Tuesday, August 20, 2013

‘Rizzoli & Isles,’ ‘Famous Jett Jackson’ actor Lee Thompson Young dead at 29


‘Rizzoli & Isles,’ ‘Famous Jett Jackson’ actor Lee Thompson Young dead at 29

Actor Lee Thompson Young, known for his roles in the television series “Rizzoli & Isles” and “The Famous Jett Jackson,” was found dead in his home in California on Monday. According to his manager, Young, 29, took his own life. The actor’s credits also included “Scrubs” and “Friday Night Lights.” Los Angeles authorities did not offer any information about the cause of his death:
Young’s body was found at his North Hollywood home by police Monday morning after he failed to show up for work on TNT’s crime drama “Rizzoli & Isles,” police Officer Sally Madera said. The Los Angeles Fire Department was summoned and pronounced him dead at the scene, she said.

LAPD robbery-homicide detectives and the Los Angeles County coroner office were investigating because it is a high-profile death, she said. Madera had no details about the cause of death.

In the TNT series, Young played fledgling police Detective Barry Frost, who’s computer savvy but squeamish. Earlier Monday, the channel announced it was renewing the series that stars Angie Harmon and Sasha Alexander. Associated Press
According to E! Online and other news reports, TNT has temporarily suspended production of “Rizzoli & Isles.” Washington Post critic Hank Stuever was unimpressed by the show when it first aired in 2010:
As for “Rizzoli & Isles,” it isn’t brilliant television, but everyone in it seems to be giving it their all -- even the corpses. It’s drawn from a series of crime novels by Tess Gerritsen, where the hard-crusted, soft-centered Rizzoli (that sounds like a dessert!) forms a symbiotic friendship with the calm, encyclopedia-brained Isles. While Rizzoli fumes and fumbles out in the field, Isles meticulously Quincies back at the morgue. While Rizzoli wears hoodies and a ponytail, Isles is always decked out in stilettos. As Rizzoli, Harmon, a long-ago “Law and Order” player, attacks her part with intense crabbiness, which all but obliterates any acting that Alexander, who was on “NCIS,” might have had in mind.

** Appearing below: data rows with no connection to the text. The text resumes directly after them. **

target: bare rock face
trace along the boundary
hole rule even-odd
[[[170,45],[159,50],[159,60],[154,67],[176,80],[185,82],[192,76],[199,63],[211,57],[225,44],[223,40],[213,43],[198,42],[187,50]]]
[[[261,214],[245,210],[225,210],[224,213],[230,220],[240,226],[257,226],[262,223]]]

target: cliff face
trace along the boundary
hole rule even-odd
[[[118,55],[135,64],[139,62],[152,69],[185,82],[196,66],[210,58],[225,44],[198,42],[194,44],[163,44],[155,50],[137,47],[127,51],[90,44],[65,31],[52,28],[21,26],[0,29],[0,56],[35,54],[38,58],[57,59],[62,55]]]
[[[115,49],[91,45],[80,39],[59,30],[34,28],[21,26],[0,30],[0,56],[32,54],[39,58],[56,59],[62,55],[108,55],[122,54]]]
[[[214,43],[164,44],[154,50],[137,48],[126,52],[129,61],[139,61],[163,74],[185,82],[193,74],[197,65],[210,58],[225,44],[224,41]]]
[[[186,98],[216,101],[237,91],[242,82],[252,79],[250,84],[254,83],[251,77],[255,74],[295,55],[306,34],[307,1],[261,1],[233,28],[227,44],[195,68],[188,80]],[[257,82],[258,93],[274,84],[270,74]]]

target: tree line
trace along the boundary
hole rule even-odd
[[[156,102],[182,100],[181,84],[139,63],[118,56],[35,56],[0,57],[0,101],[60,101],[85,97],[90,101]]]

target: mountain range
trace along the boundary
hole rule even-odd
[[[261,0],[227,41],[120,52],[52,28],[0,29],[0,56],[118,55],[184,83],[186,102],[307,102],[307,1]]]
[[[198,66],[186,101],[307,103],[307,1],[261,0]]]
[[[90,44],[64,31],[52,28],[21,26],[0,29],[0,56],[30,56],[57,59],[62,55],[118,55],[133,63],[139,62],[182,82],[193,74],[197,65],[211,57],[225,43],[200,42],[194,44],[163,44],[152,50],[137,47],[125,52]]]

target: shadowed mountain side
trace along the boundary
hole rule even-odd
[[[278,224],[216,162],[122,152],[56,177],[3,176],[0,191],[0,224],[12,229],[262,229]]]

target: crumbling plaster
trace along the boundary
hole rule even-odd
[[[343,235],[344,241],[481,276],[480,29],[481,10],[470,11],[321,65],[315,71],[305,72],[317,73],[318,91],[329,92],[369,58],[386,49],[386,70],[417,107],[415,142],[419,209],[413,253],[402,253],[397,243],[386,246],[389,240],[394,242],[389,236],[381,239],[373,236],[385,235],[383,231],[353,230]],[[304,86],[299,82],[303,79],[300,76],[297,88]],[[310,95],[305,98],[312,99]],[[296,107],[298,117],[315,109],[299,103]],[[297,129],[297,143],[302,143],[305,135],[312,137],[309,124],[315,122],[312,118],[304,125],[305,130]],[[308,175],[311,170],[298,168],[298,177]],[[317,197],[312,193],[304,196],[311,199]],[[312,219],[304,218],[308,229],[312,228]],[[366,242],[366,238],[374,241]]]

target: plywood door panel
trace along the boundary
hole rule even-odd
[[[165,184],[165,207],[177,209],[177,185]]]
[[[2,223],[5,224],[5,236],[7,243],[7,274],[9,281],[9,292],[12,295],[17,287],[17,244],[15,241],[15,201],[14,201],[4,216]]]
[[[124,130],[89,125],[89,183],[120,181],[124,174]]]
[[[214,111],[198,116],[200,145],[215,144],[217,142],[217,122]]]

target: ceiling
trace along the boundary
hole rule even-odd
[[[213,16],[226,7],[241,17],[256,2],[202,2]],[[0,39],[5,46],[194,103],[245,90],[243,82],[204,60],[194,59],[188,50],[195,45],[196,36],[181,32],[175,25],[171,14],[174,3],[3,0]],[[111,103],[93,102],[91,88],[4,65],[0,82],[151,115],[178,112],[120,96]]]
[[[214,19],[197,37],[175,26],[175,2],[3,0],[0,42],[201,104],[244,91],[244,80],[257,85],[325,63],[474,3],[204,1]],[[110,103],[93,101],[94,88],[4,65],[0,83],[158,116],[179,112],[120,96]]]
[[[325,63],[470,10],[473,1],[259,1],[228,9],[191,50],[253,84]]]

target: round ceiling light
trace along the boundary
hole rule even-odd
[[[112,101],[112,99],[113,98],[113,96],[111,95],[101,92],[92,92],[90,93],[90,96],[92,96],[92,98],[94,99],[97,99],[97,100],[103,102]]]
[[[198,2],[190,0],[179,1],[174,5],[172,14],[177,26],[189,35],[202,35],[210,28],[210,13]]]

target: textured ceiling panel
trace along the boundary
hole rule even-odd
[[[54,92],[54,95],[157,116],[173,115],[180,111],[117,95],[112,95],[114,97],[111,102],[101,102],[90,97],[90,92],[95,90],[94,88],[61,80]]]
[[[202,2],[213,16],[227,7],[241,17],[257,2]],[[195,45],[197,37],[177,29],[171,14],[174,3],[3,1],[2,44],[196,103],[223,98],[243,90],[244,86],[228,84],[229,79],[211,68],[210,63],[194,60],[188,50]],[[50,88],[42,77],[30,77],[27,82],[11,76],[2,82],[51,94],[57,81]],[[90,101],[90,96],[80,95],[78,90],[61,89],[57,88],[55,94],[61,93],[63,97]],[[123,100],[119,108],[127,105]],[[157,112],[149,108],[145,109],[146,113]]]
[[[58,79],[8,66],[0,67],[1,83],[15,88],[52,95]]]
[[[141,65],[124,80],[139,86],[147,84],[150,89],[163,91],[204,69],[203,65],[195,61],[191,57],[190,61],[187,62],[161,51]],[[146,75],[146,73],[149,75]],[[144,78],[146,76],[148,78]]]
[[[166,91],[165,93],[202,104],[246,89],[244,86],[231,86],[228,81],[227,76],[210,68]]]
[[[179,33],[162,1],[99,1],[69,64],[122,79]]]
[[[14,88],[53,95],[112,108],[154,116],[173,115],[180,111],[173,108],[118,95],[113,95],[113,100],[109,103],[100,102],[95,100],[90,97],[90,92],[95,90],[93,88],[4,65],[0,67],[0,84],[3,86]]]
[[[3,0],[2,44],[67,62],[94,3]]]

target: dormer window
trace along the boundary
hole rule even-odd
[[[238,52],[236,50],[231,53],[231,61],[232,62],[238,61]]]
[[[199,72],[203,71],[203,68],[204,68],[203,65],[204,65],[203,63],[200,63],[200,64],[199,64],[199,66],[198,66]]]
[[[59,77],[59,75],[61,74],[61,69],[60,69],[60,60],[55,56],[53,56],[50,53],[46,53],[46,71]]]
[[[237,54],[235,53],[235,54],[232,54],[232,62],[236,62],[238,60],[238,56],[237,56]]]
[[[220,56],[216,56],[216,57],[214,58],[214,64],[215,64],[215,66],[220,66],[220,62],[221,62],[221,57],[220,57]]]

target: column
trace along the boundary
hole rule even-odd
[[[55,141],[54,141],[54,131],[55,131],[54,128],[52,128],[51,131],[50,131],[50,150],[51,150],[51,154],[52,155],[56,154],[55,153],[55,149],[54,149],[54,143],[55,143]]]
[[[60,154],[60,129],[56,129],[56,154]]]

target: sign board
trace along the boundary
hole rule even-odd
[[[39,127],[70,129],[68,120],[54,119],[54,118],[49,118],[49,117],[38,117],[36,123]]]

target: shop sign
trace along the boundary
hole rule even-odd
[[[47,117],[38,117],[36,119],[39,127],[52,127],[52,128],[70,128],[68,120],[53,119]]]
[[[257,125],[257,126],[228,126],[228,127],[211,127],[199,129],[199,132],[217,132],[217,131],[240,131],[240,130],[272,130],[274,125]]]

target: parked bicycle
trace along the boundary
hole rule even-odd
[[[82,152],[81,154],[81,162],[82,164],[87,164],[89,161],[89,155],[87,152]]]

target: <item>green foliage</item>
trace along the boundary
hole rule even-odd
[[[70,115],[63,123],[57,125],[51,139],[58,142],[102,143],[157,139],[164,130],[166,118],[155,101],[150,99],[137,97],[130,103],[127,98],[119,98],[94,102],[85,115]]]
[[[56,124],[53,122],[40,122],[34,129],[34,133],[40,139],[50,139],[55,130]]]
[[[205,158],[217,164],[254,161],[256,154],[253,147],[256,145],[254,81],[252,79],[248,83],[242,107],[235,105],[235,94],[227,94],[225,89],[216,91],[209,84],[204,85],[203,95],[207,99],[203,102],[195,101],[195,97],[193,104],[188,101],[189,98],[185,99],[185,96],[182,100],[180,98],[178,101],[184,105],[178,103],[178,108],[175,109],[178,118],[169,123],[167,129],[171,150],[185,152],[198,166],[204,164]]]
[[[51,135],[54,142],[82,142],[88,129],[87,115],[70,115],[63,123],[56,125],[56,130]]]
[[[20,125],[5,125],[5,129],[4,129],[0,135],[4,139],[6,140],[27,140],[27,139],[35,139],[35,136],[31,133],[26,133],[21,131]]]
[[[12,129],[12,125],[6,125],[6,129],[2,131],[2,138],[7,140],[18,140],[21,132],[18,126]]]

After a wealthy couple is murdered, Rizzoli’s off to the state pen to play Hannibal-and-Clarice interrogatory games with a serial killer, on the hunch that he’s trained an apprentice. There’s a hunky FBI agent who shows up to investigate the case, and he distracts Rizzoli and Isles not only from their jobs but from the faintly lesbian undertones that the show keeps trying to establish. Will it be Rizzoli or Isles who captures Agent Hunky’s attention? “Somebody should, don’t you think?” Rizzoli asks.

“Should we draw straws?” Isles counters.

“Can’t we just show him our [breasts] and let him decide?” Rizzoli says.

“Can’t someone put a sheet over me?” asks the corpse. “I shouldn’t have to watch this.”